Portrait Ten & Eleven


I am always doing some sort of catch up but at least I'm getting these accomplished at some point. They were taken weeks or months ago. These are part of my 32 Things Before 32 List where I set a goal of taking one self-portrait per month. I haven't been very good at it and really don't enjoy taking my own photo but I made this as part of my list because of that. I need to be stretched. I need to be able to capture where I am at in in a certain season of my life. 


The first image feels very veiled to me. In this moment in time I am debating making even more changes in our lives, even more changes than I have already brought about in this past year. Something has been stirring inside of me greatly since I left my job at the church. Something has not stayed quiet and I feel like we have found a new home and community. I realize this is all very vague but I took this photo sitting on our steps in our house after we had just been at church and realizing mid service that we might not be there much longer, at least in the capacity that we have been. That is a big deal and a very big change. It has been hanging on me for months and I feel like we are finally getting to the point of being on the other side. Soon, very soon. 

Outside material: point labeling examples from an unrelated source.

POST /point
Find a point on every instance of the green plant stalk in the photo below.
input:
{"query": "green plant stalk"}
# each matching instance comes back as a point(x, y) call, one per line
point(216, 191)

This second photo was taken in an average hotel room in Montrose, CO on the day of my grandfather's funeral. I was tired, missing our kids, and ready to return back to our lives after traveling Thursday through Saturday, two weeks in a row. But, the fact that Ryan and I were both able to travel to Montrose for the funeral and see our family was a great gift, one I don't take lightly. I was thinking a lot about family and life, as one does when celebrating the life of another. Life really is short and I have no desire to waste my moments that I have with our children, friends, and family. Those things are what really matters. My job won't matter. Our house and cars won't matter. The number in our bank account won't matter or the number on the scale won't really matter. People matter. I need to be reminded of that a lot lately and I am grateful for the reminder.